Of course, once the migration procedure has been finalized with the customer, it is not done manually but leverages the deployment tool and the associated Ansible inventory which offer many possibilities for remote and group actions on the platform.

Minor vs Major¶

All updates are about evolution in some software components. Minor ones are when the evolved components have enough compatibility to allow upgrading "in place" the software versions of one node at a time in each cluster, with little service interruption because the overall configuration and inter-frameworks compatibility is still ensured so as to require no simultaneous frameworks updates and/or pipelines configuration changes.

Major ones usually imply

preparing an updated version of the deployment and pipelines
a specific order for updating versions of frameworks
most often, a step where at least part of the processings have to be stopped to allow for consistent update- of several different components (e.g.: Apache Kafka + zookeeper + Punchplatform operator environment)

Major upgrade procedures have to be designed with a tradeof in mind: Service interruption duration vs Complexity of the overall upgrade procedure.

Typical major upgrade project¶

The following steps are often followed by big platform or product owners:

1-Requesting a workshop to intialize upgrade procedure design with customer and Punch PFS Team members. Goals: Identify constraints

important SLA to consider during the migration procedure (what are the truly critical functions where the platform owner is limited in downtime allocation).
possible upgrade scenarii (possibility to allocate temporarily additional VMs or servers during the upgrade)
existing data that must be preserved or migrated during the upgrade phase
Decisions to make for the customer, to leverage new features or to adapt its existing custom configuration to the new version
Skills available in customer team to execute upgrade, and level of associated support needed

2-(1 or 2 weeks delay) The Punch Pfs team identifies envisionned amount of preparatory activites.
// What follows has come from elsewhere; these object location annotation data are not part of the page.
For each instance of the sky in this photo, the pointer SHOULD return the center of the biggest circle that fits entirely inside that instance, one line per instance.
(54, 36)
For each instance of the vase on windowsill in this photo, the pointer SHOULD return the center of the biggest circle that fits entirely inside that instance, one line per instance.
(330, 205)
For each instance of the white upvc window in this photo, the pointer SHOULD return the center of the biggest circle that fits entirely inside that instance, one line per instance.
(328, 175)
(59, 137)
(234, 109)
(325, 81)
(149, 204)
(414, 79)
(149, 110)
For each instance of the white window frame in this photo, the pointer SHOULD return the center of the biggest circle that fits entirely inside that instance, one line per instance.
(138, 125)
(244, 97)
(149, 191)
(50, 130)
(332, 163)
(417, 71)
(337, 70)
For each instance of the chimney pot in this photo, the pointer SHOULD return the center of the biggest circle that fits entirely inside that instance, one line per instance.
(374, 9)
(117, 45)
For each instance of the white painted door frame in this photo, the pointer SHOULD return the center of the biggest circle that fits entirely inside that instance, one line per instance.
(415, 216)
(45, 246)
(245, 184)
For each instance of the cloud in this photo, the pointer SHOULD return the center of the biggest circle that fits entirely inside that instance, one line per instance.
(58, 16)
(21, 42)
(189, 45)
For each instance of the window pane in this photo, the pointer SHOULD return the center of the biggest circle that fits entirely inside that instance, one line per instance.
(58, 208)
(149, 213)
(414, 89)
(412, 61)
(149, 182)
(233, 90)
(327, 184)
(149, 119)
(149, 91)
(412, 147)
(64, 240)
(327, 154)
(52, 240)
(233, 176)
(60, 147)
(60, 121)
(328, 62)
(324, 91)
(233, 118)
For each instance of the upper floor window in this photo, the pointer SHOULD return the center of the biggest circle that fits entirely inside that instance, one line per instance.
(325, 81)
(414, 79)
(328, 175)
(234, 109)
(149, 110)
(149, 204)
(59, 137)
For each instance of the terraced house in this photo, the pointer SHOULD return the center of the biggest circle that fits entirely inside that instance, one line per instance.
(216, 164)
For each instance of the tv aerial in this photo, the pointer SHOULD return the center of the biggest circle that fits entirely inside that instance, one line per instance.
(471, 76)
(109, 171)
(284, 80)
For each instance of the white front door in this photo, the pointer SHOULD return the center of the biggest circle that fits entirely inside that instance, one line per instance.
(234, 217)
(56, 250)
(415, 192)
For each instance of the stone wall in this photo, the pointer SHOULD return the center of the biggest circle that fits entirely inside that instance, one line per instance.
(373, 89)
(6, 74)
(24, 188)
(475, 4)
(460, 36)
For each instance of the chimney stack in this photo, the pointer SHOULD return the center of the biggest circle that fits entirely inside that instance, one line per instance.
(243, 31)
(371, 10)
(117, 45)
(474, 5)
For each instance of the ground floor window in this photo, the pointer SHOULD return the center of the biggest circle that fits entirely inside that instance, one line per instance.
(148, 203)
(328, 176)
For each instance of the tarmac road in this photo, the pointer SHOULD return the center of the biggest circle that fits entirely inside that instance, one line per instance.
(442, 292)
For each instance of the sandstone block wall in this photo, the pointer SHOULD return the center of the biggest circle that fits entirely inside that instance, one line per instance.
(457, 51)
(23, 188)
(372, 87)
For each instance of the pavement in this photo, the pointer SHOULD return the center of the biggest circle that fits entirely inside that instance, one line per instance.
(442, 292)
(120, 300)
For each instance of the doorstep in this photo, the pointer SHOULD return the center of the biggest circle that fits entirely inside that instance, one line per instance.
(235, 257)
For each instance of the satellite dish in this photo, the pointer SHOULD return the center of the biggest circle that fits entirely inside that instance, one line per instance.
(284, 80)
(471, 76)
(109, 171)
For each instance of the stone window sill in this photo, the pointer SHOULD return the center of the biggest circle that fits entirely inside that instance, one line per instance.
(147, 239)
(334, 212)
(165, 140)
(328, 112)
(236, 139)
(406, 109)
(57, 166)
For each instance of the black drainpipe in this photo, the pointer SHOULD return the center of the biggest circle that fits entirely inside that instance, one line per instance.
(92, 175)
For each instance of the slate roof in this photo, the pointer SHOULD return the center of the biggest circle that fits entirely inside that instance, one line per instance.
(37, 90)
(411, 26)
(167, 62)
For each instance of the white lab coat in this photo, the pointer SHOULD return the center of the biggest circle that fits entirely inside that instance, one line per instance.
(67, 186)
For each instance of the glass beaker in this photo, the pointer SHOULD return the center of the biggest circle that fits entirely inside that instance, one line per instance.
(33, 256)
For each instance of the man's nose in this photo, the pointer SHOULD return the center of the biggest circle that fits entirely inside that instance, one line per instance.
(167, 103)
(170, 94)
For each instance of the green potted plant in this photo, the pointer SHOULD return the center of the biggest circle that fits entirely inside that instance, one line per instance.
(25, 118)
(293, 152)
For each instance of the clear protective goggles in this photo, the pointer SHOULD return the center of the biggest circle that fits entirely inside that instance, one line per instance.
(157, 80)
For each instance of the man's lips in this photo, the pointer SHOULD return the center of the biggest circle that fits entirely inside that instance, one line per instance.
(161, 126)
E.G.:

update steps identifying and synthesis
if needed, inter-versions compatibility assessment between components used on the platform
dryrun of unitary update steps on test platforms

3-(2 to 3 weeks) After customer review and approval, the preparation activites are conducted on both sides

platform owner: new or temporary infrastructure resources provisioning (OS updates, firewalling, VMs, storage...)
platform owner or Pfs team : prepare the existing configuration to east evolution (re-templating)
PFs team: compatibility tests and update steps sequencing documentation with Rationale
PFS team: prepare updated configuration, test updated channels template

4- (1 to 4 weeks) Software components updates on the chosen production platform(s) or integration platform

5- Optional additional configuration updates deployment for enhanced/new features, and associated monitoring impact on external monitoring system

6- If the customer team is in charge of upgrading target production platforms or boxed products based on upgrade dry-run with PFS team support on a factory platform, phase of review/support for the customer documenting of the custom production update procedure.

Complex vs Easy major upgrades¶

An upgrade is complex if it involves temporary/intermediate steps and scheduling

requiring deployment of multiple running versions of same technology at the same time
requiring progressive switches of responsability between previous and updated version
requiring many checks before production flow switching to reduce risks of interrupted service

An upgrade is much simpler and involve less risks if:

some additional resources are available for deploying and checking new versions of part of the system without immediate stop/removal of the previous version (easier rollback and less interruption)
maintainance downtime is allowed: leveraging multiple levels of retention, it is possible to keep storing input data while upgrading later processing stages without data loss, with real-time interruption of some services.